Search code examples
sqlpostgresqlconcurrencysql-updatedeadlock

Guarantee order in UPDATE FROM to avoid deadlocks


A query executes concurrently to atomically increment some counters with an aggregate numeric value:

WITH data (
    id,
    delta
) AS (
    VALUES(1,1.2),(2,2.0),(2,0.5)
), agg_data AS (
SELECT
    id::bigint,
    SUM(delta::numeric) AS sum_delta
FROM
    data
GROUP BY
    id
ORDER BY
    id
)
UPDATE
    counters
SET
    val = counters.val + agg_data.sum_delta
FROM
    agg_data
WHERE
    counters.id = agg_data.id;

The order of the id column in the CTE agg_data is set, but the UPDATE statement does not follow it and is updating rows in counters in arbitrary order, which causes deadlocks. Unfortunately, ORDER BY is not supported in UPDATE (wondering if there is a reason for that).

While I could add a sub query which would SELECT FOR UPDATE, it feels like I'm over complicating things:

WITH data (
    id,
    delta
) AS (
    VALUES(1,1.2),(2,2.0),(2,0.5)
), agg_data AS (
SELECT
    id::bigint,
    SUM(delta::numeric) AS sum_delta
FROM
    data
GROUP BY
    id
ORDER BY
    id
), locked_counters AS ( -- add this part to lock in sequential order
   SELECT 
   FROM
      counters
   WHERE
      id
   IN (SELECT id FROM agg_data)
   ORDER BY 
      id
   FOR NO KEY UPDATE)
UPDATE
    counters
SET
    val = counters.val + agg_data.sum_delta
FROM
    agg_data
WHERE
    counters.id = agg_data.id;

Considering that my counters table could be very big and this query needs to be fully optimized for efficiency and integrity - is there a better way to go about this?


Solution

  • Sadly, there is no ORDER BY for UPDATE. We have to take explicit row-level locks with one of the SELECT FOR UPDATE family of tools. And FOR NO KEY UPDATE after ORDER BY in a separate CTE seems like the best choice. You are on the right track.

    Since ...

    this query needs to be fully optimized for efficiency and integrity

    I have a couple of suggestions:

    WITH data (id, delta) AS (
       VALUES (null::bigint, null::numeric)  -- ①
       UNION ALL
       VALUES (1,1.2), (2,2.0), (2,0.5)
       )
    , agg_data AS ( -- ②
       SELECT d.*
       FROM  (
          SELECT id, sum(delta) AS sum_delta
          FROM   data
          GROUP  BY id
          ORDER  BY id   -- optional
          ) d
       JOIN   counters USING (id)  -- ③
       ORDER  BY id
       FOR    NO KEY UPDATE OF counters  -- ② 
       )
    UPDATE counters c
    SET    val = c.val + a.sum_delta
    FROM   agg_data a
    WHERE  c.id = a.id;
    

    ① Don't let input values default to some data type, only to cast them later.

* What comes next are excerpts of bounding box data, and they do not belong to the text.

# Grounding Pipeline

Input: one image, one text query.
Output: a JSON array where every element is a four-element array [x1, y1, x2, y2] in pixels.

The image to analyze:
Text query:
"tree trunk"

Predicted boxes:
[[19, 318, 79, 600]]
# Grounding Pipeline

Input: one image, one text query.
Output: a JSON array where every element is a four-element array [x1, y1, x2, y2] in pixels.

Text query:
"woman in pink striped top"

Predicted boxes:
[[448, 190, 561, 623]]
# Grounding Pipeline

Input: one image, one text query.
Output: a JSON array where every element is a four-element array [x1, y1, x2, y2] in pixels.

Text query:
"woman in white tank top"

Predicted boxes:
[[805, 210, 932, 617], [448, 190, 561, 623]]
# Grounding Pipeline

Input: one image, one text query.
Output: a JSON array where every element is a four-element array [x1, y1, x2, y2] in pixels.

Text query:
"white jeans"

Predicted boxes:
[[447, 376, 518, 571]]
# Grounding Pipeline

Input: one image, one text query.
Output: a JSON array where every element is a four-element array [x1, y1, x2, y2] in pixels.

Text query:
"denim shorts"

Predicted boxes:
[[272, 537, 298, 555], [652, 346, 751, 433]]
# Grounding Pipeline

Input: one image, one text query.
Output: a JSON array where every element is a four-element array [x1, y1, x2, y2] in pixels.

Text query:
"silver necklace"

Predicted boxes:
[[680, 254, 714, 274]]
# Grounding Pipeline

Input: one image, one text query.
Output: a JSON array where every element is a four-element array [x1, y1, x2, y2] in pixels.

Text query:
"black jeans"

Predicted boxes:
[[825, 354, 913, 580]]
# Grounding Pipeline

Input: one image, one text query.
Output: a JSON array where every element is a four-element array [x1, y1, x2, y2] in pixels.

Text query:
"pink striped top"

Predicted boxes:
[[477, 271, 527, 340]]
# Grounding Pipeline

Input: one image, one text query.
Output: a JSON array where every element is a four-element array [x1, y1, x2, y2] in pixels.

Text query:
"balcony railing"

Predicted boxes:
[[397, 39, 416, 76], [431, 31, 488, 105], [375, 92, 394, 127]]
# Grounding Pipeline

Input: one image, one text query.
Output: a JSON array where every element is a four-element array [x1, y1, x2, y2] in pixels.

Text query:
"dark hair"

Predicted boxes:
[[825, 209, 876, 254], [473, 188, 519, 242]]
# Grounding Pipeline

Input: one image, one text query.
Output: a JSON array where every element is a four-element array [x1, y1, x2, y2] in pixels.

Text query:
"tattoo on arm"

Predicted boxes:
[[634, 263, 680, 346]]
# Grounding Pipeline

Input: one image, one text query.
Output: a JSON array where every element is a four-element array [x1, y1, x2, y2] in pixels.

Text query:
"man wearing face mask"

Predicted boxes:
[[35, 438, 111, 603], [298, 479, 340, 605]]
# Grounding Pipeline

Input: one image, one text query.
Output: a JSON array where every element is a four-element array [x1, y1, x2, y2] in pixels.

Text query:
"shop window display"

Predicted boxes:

That's wasted effort (with the potential of introducing rounding errors). Instead, cast input to the right type immediately. You could do that by casting values of the first (or any) row in the VALUES expression:

    VALUES (bigint '1', numeric '1.2'), (2,2.0), (2,0.5)
    

    That may be inconvenient as it forces you to edit your input. The next best thing is something like I did above. Then you have an immutable, leading row of null values of the right data types forcing the rest of the set to fall in line. The dummy row is eliminated automatically in the subsequent join. For details, see:

    ② You had a CTE agg_data to materialize the result of the aggregate, and another CTE locked_counters to take row locks in order. You can do both in a single CTE. However, quoting the manual:

    Currently, FOR NO KEY UPDATE, FOR UPDATE, FOR SHARE and FOR KEY SHARE cannot be specified with GROUP BY.

    Postgres would raise an exception before it realizes that locks are not applicable for that derived table anyway. A shortcoming, but we can work around it with FOR NO KEY UPDATE OF counters.

    JOIN is typically faster than IN (SELECT ...). IN tries to fold duplicate from the subquery. After GROUP BY id, there cannot be any dupes, but Postgres would not know and still follow a more expensive code path. Also, the JOIN immediately removes input rows without match in the target, which can be a notable gain if there are many.

    In theory this should be a bit faster. You'll have to test.